Inflation’s still sticky. Most consumers live paycheck to paycheck.
And yet, despite the pressures of daily life — meeting the essentials while eyeing what’s left over to pay for a myriad of other choices, including how we get those essentials — convenience services, which bring goods to the doorstop, still have a share of the proverbial wallet.
In a recent Paycheck-to-Paycheck report, titled “The Price of Time: When Consumers Opt for Convenience,” a few trends stand out. As has been seen in our continued tracking of spending vs. income, the majority of us — 67% in the most recent reading — live paycheck to paycheck at the beginning of 2025. That’s up from 65% in just the month prior.
The continued impact of inflation, where prices are still climbing for groceries and clothing (and for shelter too), is keenly felt by lower-income consumers, who earn less than $50,000 annually — 74% of households at or below that threshold live paycheck to paycheck.

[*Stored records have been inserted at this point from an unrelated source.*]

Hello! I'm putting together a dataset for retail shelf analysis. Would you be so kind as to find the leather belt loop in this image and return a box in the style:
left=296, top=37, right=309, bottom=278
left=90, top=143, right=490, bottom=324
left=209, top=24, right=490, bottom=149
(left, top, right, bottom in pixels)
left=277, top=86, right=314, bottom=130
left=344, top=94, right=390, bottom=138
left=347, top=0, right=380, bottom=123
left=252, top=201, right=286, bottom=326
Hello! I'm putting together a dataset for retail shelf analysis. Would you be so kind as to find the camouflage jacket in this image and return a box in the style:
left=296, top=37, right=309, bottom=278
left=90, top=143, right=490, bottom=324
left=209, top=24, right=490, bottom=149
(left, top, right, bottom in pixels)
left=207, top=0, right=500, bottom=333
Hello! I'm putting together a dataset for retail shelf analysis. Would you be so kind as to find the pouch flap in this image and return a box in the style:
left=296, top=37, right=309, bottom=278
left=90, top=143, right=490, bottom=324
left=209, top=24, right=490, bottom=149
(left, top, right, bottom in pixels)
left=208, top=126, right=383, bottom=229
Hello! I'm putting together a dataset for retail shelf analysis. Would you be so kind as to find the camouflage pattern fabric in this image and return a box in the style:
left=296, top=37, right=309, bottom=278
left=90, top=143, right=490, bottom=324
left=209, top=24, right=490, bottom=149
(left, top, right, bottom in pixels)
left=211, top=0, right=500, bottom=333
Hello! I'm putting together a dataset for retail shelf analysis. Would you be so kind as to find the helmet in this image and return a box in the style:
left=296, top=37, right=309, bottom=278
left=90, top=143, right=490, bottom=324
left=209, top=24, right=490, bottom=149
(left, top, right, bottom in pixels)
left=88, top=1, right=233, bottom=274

And yet the data show that about 59% of consumers in those income brackets use convenience services — getting groceries delivered, for example, or restaurant deliveries. About a third of them opt to have home maintenance services or repair work done by providers rather than going the do-it-yourself route.
Overall, 67% of the more than 2,870 consumers surveyed said they’d used at least one convenience service in the past 12 months, a percentage that surges to 75.3% for households earning more than $100,000 annually. Younger consumers — most attuned to using apps to get what they want — are the highest “users” of convenience services, at more than 85%, but baby boomers, at the other edge of the age spectrum, are also using them, at 49.5% of those older consumers.
As to the categories with the most appeal: The data show grocery and restaurant delivery are the most popular convenience services, each with 55% adoption overall across the general population. Consumers living paycheck to paycheck without issues paying their bills are the most likely to have used grocery delivery or pickup at least once in the last year, at 59%. Half of consumers not living paycheck to paycheck likely used grocery delivery.
There’s some variance in how much consumers spend — while most of us use the services, there’s a divide in spending levels. Consumers not living paycheck to paycheck spend an average of $237 per month on these services, compared to paycheck-to-paycheck consumers with issues paying bills, who spend $171 monthly on such services.
But there are tradeoffs in the data, as spending, on, say, grocery delivery means there’s less to spend around the house, so to speak. PYMNTS Intelligence found that having disposable income makes the difference in additional convenience service use. Consumers not living paycheck to paycheck are the most likely to have used home maintenance services, at 34%; lawn care services, at 32%; and house cleaning services, at 28%. In contrast, paycheck-to-paycheck consumers with issues paying their bills represent lower adoption — 25% for home maintenance, 18% for lawn care and 14% for house cleaning.
None of this is to say individuals and households are not making concessions where they have to. Among paycheck-to-paycheck consumers with issues paying bills — which encompasses 23% of the population — 80% cite financial pressure as their reason for cutting back. Among those not living paycheck to paycheck, 40% cite the same reason.
There’s some price elasticity at work: The cheaper the services are, the more likely they are to be used. PYMNTS Intelligence found that 51% of consumers cite lower prices as an important factor governing whether they use convenience services, with 36% ranking it as their most important reason for using the services.